Yorgun Zamanların Kıyısında… « Şırnak Ajans

Yorgun Zamanların Kıyısında…

Vazgeçtiğimiz ne varsa, kaybettiğimiz hangi zaman dilimi varsa, hepsi yine de bize aittir.

Şırnak Ajans
Abdulselam GÜLYEN
Abdulselam GÜLYEN
Okuma Süresi

4 dakika

Yayınlanma 10:47 - 16 Kasım 2025
Güncelleme 10:47 - 16 Kasım 2025

Yorgun Zamanların Kıyısında

Abdulselam GÜLYEN /  Şırnak Ajans 

Bazı dönemler vardır; insanın omuzladığı öncelikler bile nefes almakta zorlanır. Yaşamın en elzem ihtiyaçları bile bir kenara itilmiş, sanki kendi sırasını beklemeyi unutmuş gibidir. Bir yandan umut gelip geçiyor, diğer yandan hayaller yerinden sökülüp rüzgâra bırakılıyor. Gün dediğimiz şey, tekdüze bir muammaya dönüşüyor. Yarınlar pusuda yakalanıyor; takvim yaprakları ise sanki kendini kanatarak düşüyor. Toprağın altında gömülü bir zaman var; her çağ kendi sessiz katliamını saklıyor ama o katliamlar, yine de anın içine sızmayı başarıyor.

Acılar çoğaldı çünkü avcılar hiç eksik olmadı bu topraklarda. Ne kadar çok keder heba edildiyse, o kadar çok dil tutuldu. Geniş zamanlara duyulan özlem, güneşi de serinliği de bir arada isteyen çocukça bir masumiyete benziyor artık. Bulutsuz bir gökyüzü, usul bir rüzgâr… Rüzgâr, duvarların arasından sızıp insanın burnunun ucuna unutulmuş bir kokuyu bırakıyor; bir anının küflenmeyen hatırasını. “Unutma,” diyor. “Unutursan, en keskin uçurum olur geçmiş.”

Hafızanın kendine göre bin bir oyunu var. Bazen bir ses, bazen bir gölge, bazen tek bir bakış… Bir anda yıllardır dokunmadığın bir anı avucuna düşürüveriyor. Sanmakla avunmak arasında salınan, tek parçalık bir bütün sanki bu. Öfke bazen kendi sınırına dayanıyor, acılar yeniden tutunuyor bedene, zalimin ısrarı ise hâlâ yerli yerinde duruyor. Çünkü inat, hiçbir zaman tek taraflı olmadı; hep dört bir yandan sardı insanı.
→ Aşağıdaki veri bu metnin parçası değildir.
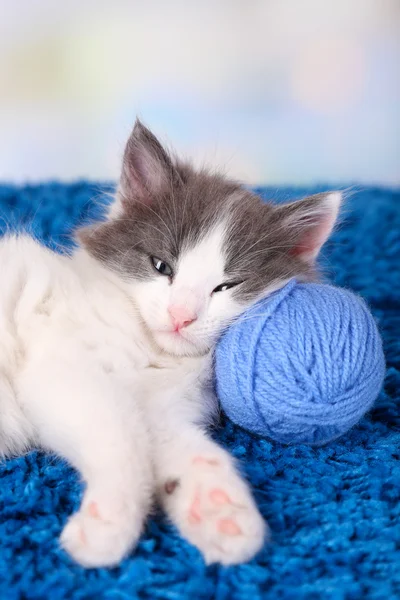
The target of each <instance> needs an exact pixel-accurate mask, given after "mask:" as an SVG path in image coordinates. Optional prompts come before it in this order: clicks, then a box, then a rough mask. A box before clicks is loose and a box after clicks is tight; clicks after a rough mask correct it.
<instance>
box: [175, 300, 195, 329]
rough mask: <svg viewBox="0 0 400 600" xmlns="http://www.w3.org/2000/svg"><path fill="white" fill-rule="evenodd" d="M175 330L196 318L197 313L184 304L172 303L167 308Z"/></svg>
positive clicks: (186, 323)
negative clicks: (189, 308) (181, 305)
mask: <svg viewBox="0 0 400 600" xmlns="http://www.w3.org/2000/svg"><path fill="white" fill-rule="evenodd" d="M168 312H169V315H170V317H171V320H172V323H173V325H174V327H175V330H178V329H182V327H187V326H188V325H190V323H193V321H195V320H196V319H197V315H196V314H195V313H194V312H193V311H191V310H190V309H188V308H186V307H185V306H179V305H174V304H173V305H172V306H170V307H169V309H168Z"/></svg>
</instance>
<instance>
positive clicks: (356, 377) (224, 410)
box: [215, 280, 385, 444]
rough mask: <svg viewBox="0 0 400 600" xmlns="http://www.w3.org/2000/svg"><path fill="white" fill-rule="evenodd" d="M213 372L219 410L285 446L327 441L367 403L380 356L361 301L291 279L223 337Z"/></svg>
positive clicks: (368, 403)
mask: <svg viewBox="0 0 400 600" xmlns="http://www.w3.org/2000/svg"><path fill="white" fill-rule="evenodd" d="M215 373H216V390H217V394H218V397H219V400H220V403H221V406H222V408H223V410H224V411H225V413H226V414H227V415H228V417H229V418H230V419H231V420H232V421H233V422H234V423H236V424H237V425H240V426H241V427H244V428H245V429H248V430H250V431H252V432H254V433H257V434H259V435H262V436H267V437H269V438H272V439H274V440H275V441H278V442H282V443H285V444H291V443H306V444H324V443H326V442H328V441H331V440H333V439H335V438H337V437H339V436H340V435H342V434H343V433H345V432H346V431H348V430H349V429H350V428H351V427H352V426H353V425H355V424H356V423H357V422H358V421H359V419H360V418H361V417H362V416H363V415H364V414H365V412H366V411H368V409H369V408H370V407H371V406H372V404H373V402H374V400H375V399H376V397H377V395H378V394H379V391H380V389H381V387H382V383H383V378H384V373H385V359H384V355H383V349H382V341H381V338H380V335H379V332H378V329H377V327H376V324H375V321H374V319H373V317H372V315H371V313H370V312H369V310H368V308H367V306H366V304H365V303H364V301H363V300H361V299H360V298H359V297H357V296H356V295H355V294H352V293H351V292H349V291H347V290H344V289H339V288H335V287H333V286H330V285H325V284H313V283H306V284H300V283H296V282H295V281H294V280H292V281H290V282H289V283H288V284H287V285H286V286H285V287H284V288H283V289H281V290H279V291H278V292H276V293H274V294H272V295H271V296H270V297H269V298H267V299H266V300H264V301H262V302H259V303H258V304H256V305H255V306H254V307H253V308H252V309H251V310H250V311H248V312H247V313H245V314H244V315H243V316H242V317H241V318H240V319H239V320H238V321H237V322H236V323H235V324H233V325H232V326H231V327H230V328H229V329H228V330H227V331H226V332H225V333H224V335H223V336H222V337H221V339H220V341H219V343H218V345H217V348H216V353H215Z"/></svg>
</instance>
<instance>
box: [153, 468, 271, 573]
mask: <svg viewBox="0 0 400 600" xmlns="http://www.w3.org/2000/svg"><path fill="white" fill-rule="evenodd" d="M168 484H169V482H168ZM169 490H171V492H169ZM165 491H166V493H167V494H168V498H166V503H167V506H168V511H169V514H170V515H171V517H172V518H173V520H174V522H175V523H176V524H177V525H178V527H179V529H180V530H181V532H182V534H183V535H184V536H185V537H186V538H187V539H188V540H189V541H190V542H191V543H192V544H194V545H195V546H197V548H199V550H200V551H201V552H202V553H203V555H204V559H205V561H206V563H208V564H210V563H214V562H219V563H222V564H224V565H232V564H237V563H241V562H245V561H248V560H250V559H251V558H253V556H254V555H255V554H256V553H257V552H258V551H259V550H260V549H261V547H262V546H263V544H264V541H265V540H266V538H267V537H268V527H267V525H266V523H265V522H264V520H263V518H262V516H261V515H260V513H259V512H258V509H257V507H256V505H255V503H254V500H253V498H252V496H251V494H250V491H249V490H248V488H247V485H246V484H245V482H244V481H243V480H242V479H241V478H240V476H239V475H238V474H237V473H236V472H235V470H234V469H233V467H232V466H231V464H230V463H228V462H227V463H224V460H223V459H222V460H221V459H220V458H219V457H218V458H214V457H202V456H196V457H194V458H193V459H192V463H191V465H190V466H189V467H188V469H187V470H186V473H184V474H183V476H182V477H181V479H180V481H179V485H178V484H176V485H175V486H174V487H173V489H172V486H169V487H168V489H167V488H166V490H165Z"/></svg>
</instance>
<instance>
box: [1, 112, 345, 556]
mask: <svg viewBox="0 0 400 600" xmlns="http://www.w3.org/2000/svg"><path fill="white" fill-rule="evenodd" d="M339 204H340V194H337V193H327V194H319V195H317V196H312V197H310V198H307V199H305V200H302V201H300V202H297V203H291V204H287V205H283V206H274V205H272V204H263V203H262V202H261V200H260V199H259V198H258V197H257V196H256V195H255V194H253V193H252V192H250V191H248V190H246V189H244V188H243V187H242V186H240V185H238V184H237V183H235V182H233V181H229V180H228V179H226V178H224V177H222V176H221V175H218V174H210V173H208V172H206V171H204V170H203V171H196V170H194V169H193V168H192V167H191V166H190V165H189V164H186V163H182V162H180V161H178V160H176V159H173V158H172V157H171V156H170V155H169V154H168V153H167V152H166V150H165V149H164V148H163V147H162V146H161V145H160V143H159V142H158V141H157V139H156V138H155V137H154V135H153V134H152V133H151V132H150V131H149V130H148V129H146V128H145V127H144V126H143V125H142V124H141V123H140V122H136V124H135V127H134V129H133V132H132V134H131V136H130V138H129V140H128V143H127V146H126V150H125V154H124V158H123V166H122V175H121V180H120V185H119V189H118V192H117V194H116V198H115V202H114V204H113V205H112V207H111V210H110V212H109V215H108V218H107V220H105V221H104V222H101V223H96V224H95V225H93V226H91V227H89V228H84V229H82V230H81V231H79V232H78V239H79V246H78V248H77V249H76V251H74V253H73V254H72V255H71V256H60V255H58V254H55V253H52V252H51V251H49V250H48V249H46V248H44V247H43V246H41V245H40V244H38V243H37V242H36V241H34V240H33V239H31V238H29V237H27V236H7V237H5V238H3V239H2V240H0V267H1V272H2V281H3V285H2V287H1V290H0V330H1V335H0V453H1V454H2V455H3V456H7V455H10V454H15V453H21V452H24V451H25V450H26V449H27V448H29V447H32V446H40V447H42V448H45V449H49V450H51V451H54V452H56V453H58V454H60V455H61V456H63V457H64V458H66V459H67V460H68V461H69V462H70V463H71V464H72V465H73V466H74V467H75V468H76V469H78V470H79V472H80V473H81V474H82V477H83V479H84V481H85V483H86V490H85V493H84V496H83V499H82V504H81V507H80V509H79V511H78V512H77V513H76V514H74V515H72V516H71V517H70V519H69V520H68V522H67V524H66V525H65V528H64V531H63V532H62V535H61V543H62V545H63V547H64V548H65V549H66V550H67V552H69V553H70V555H71V556H72V557H73V558H74V559H75V560H76V561H78V562H79V563H80V564H82V565H84V566H87V567H96V566H106V565H115V564H116V563H118V561H120V560H121V558H122V557H123V556H125V555H126V554H127V553H128V552H130V551H131V550H132V548H133V547H134V546H135V544H136V543H137V541H138V538H139V536H140V533H141V531H142V529H143V524H144V521H145V519H146V517H147V515H148V513H149V510H150V507H151V504H152V502H153V501H154V499H156V498H157V500H158V501H159V502H160V503H161V505H162V506H163V508H164V510H165V511H166V513H167V515H168V516H169V518H170V519H171V520H172V522H173V523H174V524H175V525H176V526H177V528H178V529H179V531H180V532H181V533H182V535H184V536H185V537H186V538H187V539H188V540H189V541H190V542H191V543H192V544H194V545H195V546H197V548H199V550H200V551H201V552H202V553H203V555H204V558H205V560H206V561H207V562H208V563H211V562H221V563H223V564H233V563H238V562H242V561H246V560H248V559H250V558H251V557H252V556H253V555H254V554H255V553H256V552H257V551H258V550H259V549H260V548H261V546H262V545H263V543H264V540H265V536H266V526H265V524H264V521H263V519H262V518H261V516H260V514H259V512H258V510H257V507H256V505H255V503H254V501H253V499H252V496H251V493H250V491H249V488H248V486H247V484H246V483H245V481H244V480H243V479H242V477H241V476H240V475H239V474H238V472H237V470H236V468H235V464H234V461H233V460H232V458H231V457H230V456H229V454H228V453H227V452H226V451H225V450H223V449H222V448H220V447H219V446H218V445H217V444H216V443H215V442H214V441H212V440H211V439H210V438H209V437H208V435H207V432H206V425H207V423H209V422H210V420H211V419H212V416H213V414H214V413H215V410H216V401H215V399H214V397H213V396H212V394H210V391H209V386H208V381H209V379H210V362H211V361H210V355H211V351H212V349H213V346H214V344H215V341H216V339H217V337H218V334H219V333H220V332H221V329H222V328H223V327H226V326H227V325H228V324H229V323H230V322H231V321H232V320H233V319H235V318H236V317H237V316H238V315H239V314H240V313H242V312H243V311H244V310H245V309H246V308H248V307H249V306H250V305H251V304H252V303H254V302H255V301H257V300H258V299H259V298H261V297H263V296H265V295H267V294H269V293H270V292H271V291H273V290H276V289H278V288H279V287H281V286H282V285H284V284H285V282H287V281H288V280H289V279H290V278H291V277H293V276H296V277H300V278H303V279H308V278H310V277H313V274H314V270H315V259H316V257H317V255H318V252H319V250H320V248H321V246H322V244H323V243H324V242H325V240H326V239H327V237H328V235H329V234H330V232H331V230H332V227H333V225H334V222H335V219H336V216H337V213H338V209H339Z"/></svg>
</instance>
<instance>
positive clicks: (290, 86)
mask: <svg viewBox="0 0 400 600" xmlns="http://www.w3.org/2000/svg"><path fill="white" fill-rule="evenodd" d="M0 10H1V18H0V108H1V110H0V179H2V180H13V181H26V180H31V181H37V180H41V179H48V178H59V179H64V180H69V179H74V178H77V177H89V178H95V179H114V178H115V177H117V175H118V168H119V160H120V155H121V152H122V149H123V144H124V141H125V138H126V136H127V135H128V132H129V128H130V126H131V124H132V122H133V119H134V117H135V114H136V113H137V112H139V113H140V115H141V116H142V118H143V119H144V120H145V121H146V122H147V123H148V124H149V125H150V126H151V127H152V128H154V130H155V131H156V132H157V133H158V134H159V135H160V136H161V137H162V138H163V139H164V140H166V141H168V142H169V143H171V144H172V145H174V146H176V147H177V149H178V150H179V151H181V152H183V153H185V154H186V155H188V156H194V157H195V159H196V161H197V162H206V163H209V164H211V165H218V164H222V165H223V166H224V168H225V169H226V171H227V172H228V173H230V174H231V175H233V176H235V177H238V178H242V179H244V180H245V181H246V182H249V183H271V184H280V183H283V182H285V183H309V182H321V181H323V182H328V183H329V182H341V183H352V182H361V183H374V182H376V183H383V184H386V185H394V184H399V183H400V148H399V139H400V135H399V134H400V118H399V106H400V65H399V62H400V61H399V57H400V35H399V31H400V2H399V1H398V0H333V1H331V0H275V1H271V0H265V1H245V0H241V1H239V0H216V1H212V0H202V1H201V2H200V1H181V2H179V1H175V0H171V1H168V2H164V1H161V0H159V1H152V0H149V1H144V0H143V1H142V2H135V1H130V2H128V1H125V2H124V1H122V0H114V1H105V2H98V1H89V0H81V1H78V0H69V1H68V2H63V1H60V0H59V1H55V0H36V1H35V2H33V1H32V0H1V5H0Z"/></svg>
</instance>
Kırılmanın bile bir rengi var aslında. Kişiden kişiye değişen, bazen bir şehrin siluetine sinen, bazen bir eşyanın gölgesine ilişen bir renk… Hüzne dokunan, sessizliğin notasına karışan, bakışların rotasında ağır ağır yürüyen bir ton. Renge her şey yakışır; bir tek kelepçe yakışmaz insana.

Elle tutulmayan, gözle görülmeyen ne varsa, hepsi tuhaf bir özgürlüğün sahibi. Bir hayal kadar yakın hepsi insana. Özgürlüğün ilk kanat çırpışı da tam oradan başlar zaten: bir düşten. Olmayan bir şeyin ansızın hayat bulmasının mucizesi, hep o küçük hayalin içinde gizlenir. Gelir, gelirken de yanında götüreceği her şeyi toplar. Rövansh da orada başlar; hasret de. Hayat, görünmeyeni de içine alan geniş bir tabiat sonuçta.

Bazen bir kelime yakar ışığı karanlık odada. Bazen unutulmaması gereken bir kapıyı aralar aydınlığa. Çok konuşulup hiçbir yere sığmayan düşlerin nasıl devrildiğine tanıklık etmek, insanı durmaksızın sınar. Yine de bir amaç bulur insan; bir rüyanın koruyan gölgesinde. Değiştiren anlar vardır ya hani, işte memleket dediğimiz dünya tam o anların arasındaki yerde durur. Vazgeçtiğimiz ne varsa, kaybettiğimiz hangi zaman dilimi varsa, hepsi yine de bize aittir.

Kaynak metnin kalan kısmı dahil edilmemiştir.